WASHINGTON - Both of Indiana's senators appeared on this week's edition of IN Focus to discuss the ongoing government shutdown, now stretching into its fourth week with no end in sight.

"I think the President rightly underscored in his national address this week, the importance of securing our border for the purposes of our domestic security and humanitarian purposes," said Sen. Todd Young (R-IN). “This has now become a moral issue for many Democrats. They are sort of opposed categorically to any border funding.”

“I’m hoping we reach that resolution as soon as possible but it’s happening because we’re not getting any serious attention to the issue of border security," said Sen. Mike Braun (R-IN), who was elected to the Senate in November.

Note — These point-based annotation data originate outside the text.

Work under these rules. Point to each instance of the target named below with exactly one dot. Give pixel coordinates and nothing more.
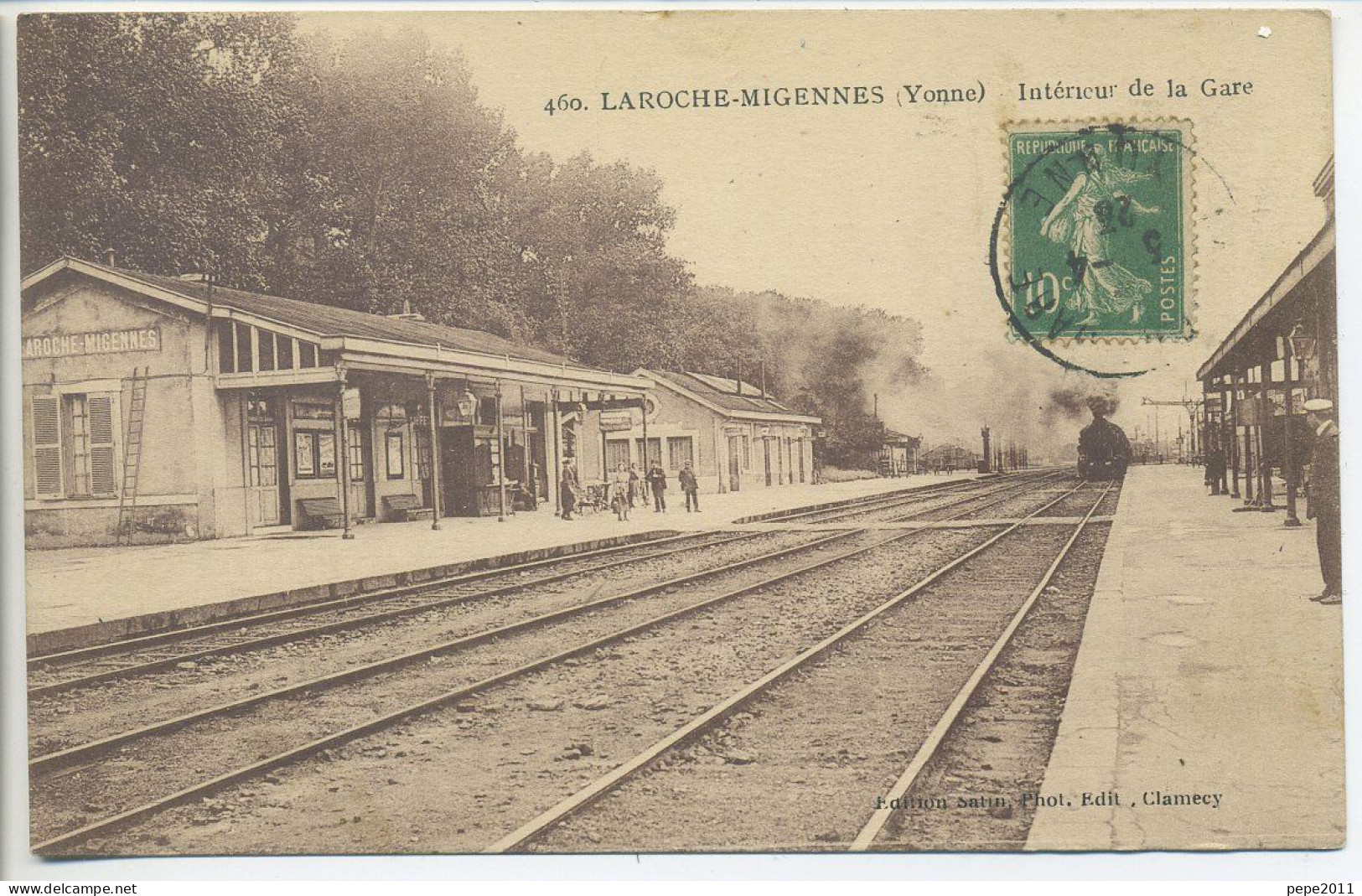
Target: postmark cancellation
(1096, 230)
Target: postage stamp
(1098, 230)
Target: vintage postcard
(680, 432)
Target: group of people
(627, 488)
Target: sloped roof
(895, 436)
(723, 392)
(327, 320)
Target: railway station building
(1282, 353)
(167, 409)
(734, 435)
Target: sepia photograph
(679, 432)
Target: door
(263, 473)
(616, 455)
(361, 479)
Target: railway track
(86, 758)
(915, 499)
(54, 674)
(552, 830)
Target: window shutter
(47, 446)
(102, 470)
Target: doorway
(265, 485)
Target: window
(265, 349)
(653, 455)
(396, 453)
(680, 453)
(74, 446)
(305, 455)
(244, 364)
(616, 453)
(355, 447)
(327, 455)
(313, 455)
(226, 346)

Braun recently co-introduced a proposal to prevent lawmakers from earning their pay in the midst of a government shutdown.

“My bill would be, if it makes through the gauntlet that at the end of the fiscal year if you’ve not put a budget together anybody in congress shouldn’t get a paycheck," said Braun. "I think that if you’re here and you got a year to prepare for it you need to get a budget out in regular order, or we need to start putting penalties on people who are here that don’t get the job done.”

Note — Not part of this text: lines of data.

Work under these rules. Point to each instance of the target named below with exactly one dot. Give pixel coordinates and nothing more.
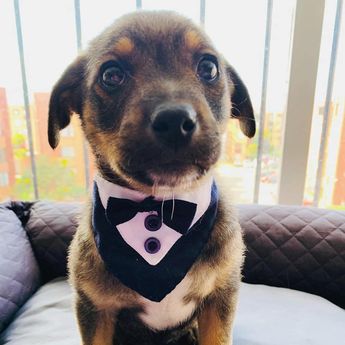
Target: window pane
(332, 183)
(240, 35)
(190, 8)
(15, 168)
(97, 15)
(48, 51)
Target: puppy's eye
(208, 69)
(113, 76)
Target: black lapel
(152, 282)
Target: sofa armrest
(50, 228)
(295, 247)
(19, 272)
(302, 248)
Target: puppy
(157, 256)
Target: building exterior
(7, 168)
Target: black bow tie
(177, 214)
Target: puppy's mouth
(171, 175)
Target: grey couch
(294, 275)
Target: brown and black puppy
(146, 64)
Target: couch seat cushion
(266, 316)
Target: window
(2, 155)
(263, 54)
(4, 181)
(67, 152)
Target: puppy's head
(153, 96)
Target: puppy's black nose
(174, 123)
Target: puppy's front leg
(216, 320)
(96, 327)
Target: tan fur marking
(211, 329)
(104, 331)
(192, 39)
(124, 46)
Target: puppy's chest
(171, 311)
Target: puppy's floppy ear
(66, 98)
(241, 104)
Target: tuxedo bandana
(149, 244)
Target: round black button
(153, 222)
(152, 245)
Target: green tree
(57, 180)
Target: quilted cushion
(19, 273)
(302, 248)
(265, 316)
(50, 228)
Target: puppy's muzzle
(174, 123)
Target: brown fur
(160, 52)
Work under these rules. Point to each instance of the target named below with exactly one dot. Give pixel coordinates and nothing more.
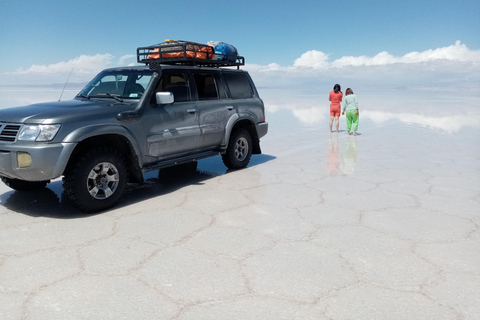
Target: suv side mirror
(164, 97)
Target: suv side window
(206, 86)
(177, 84)
(238, 85)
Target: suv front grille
(9, 132)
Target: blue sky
(40, 37)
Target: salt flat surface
(385, 225)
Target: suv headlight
(42, 132)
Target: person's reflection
(332, 163)
(350, 155)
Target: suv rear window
(238, 85)
(206, 86)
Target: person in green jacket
(351, 108)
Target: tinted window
(206, 86)
(177, 84)
(122, 83)
(238, 85)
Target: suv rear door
(213, 107)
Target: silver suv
(128, 121)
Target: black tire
(97, 181)
(22, 185)
(239, 149)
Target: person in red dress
(335, 98)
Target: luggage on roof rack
(181, 52)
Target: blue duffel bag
(224, 52)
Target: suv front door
(172, 129)
(213, 108)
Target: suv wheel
(97, 181)
(239, 149)
(22, 185)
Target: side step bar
(168, 163)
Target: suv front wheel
(97, 181)
(239, 149)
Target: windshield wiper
(114, 96)
(83, 96)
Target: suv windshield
(120, 84)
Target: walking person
(351, 109)
(335, 98)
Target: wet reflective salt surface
(384, 225)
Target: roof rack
(179, 52)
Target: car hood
(61, 111)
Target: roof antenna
(65, 84)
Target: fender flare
(83, 133)
(228, 128)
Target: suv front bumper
(48, 161)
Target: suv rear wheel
(97, 181)
(239, 149)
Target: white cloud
(457, 52)
(83, 64)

But does the President have the right to declare the situation a national emergency to bypass Congress for border wall funding? On that question, Young and Braun were noncommittal.

"It's obviously the legislative branch's prerogative to have control over the purse, but here and now what I'm focused on is what the President is focused on, that we secure the border and open the government as soon as possible," said Young. "What I’m focused on is making sure exactly what the President is trying to make sure of and that’s we secure that border in conjunction with opening the government as quickly as possible."

“I think when you’ve had decades of a border being abused and breached it is a crisis, an emergency and it needs to be fixed," said Braun. “I hope it doesn’t go there but I think if there’s no movement on the part of the Democrats to do at least what they said they’d do so recently ago, who knows.”

Still, experts predict such a move would be met by a legal challenge in the courts.

"It could go into the courts," said Braun. "That’s kind of a calamity why should we need to go there when it should be fixed otherwise.”

On the other side of the aisle, Rep. Andre Carson (D-IN) said he supports a more comprehensive approach to border security, instead of a border wall.

"I certainly think it's a smarter strategy instead of allowing president Trump to essentially hold the American people hostage with this extortion attempt," said Carson. "There are other ways in which we can secure the border, through technological advancements, through hiring more border patrol agencies. But to build a wall sends the wrong message. A 2,000 mile wall is unacceptable.”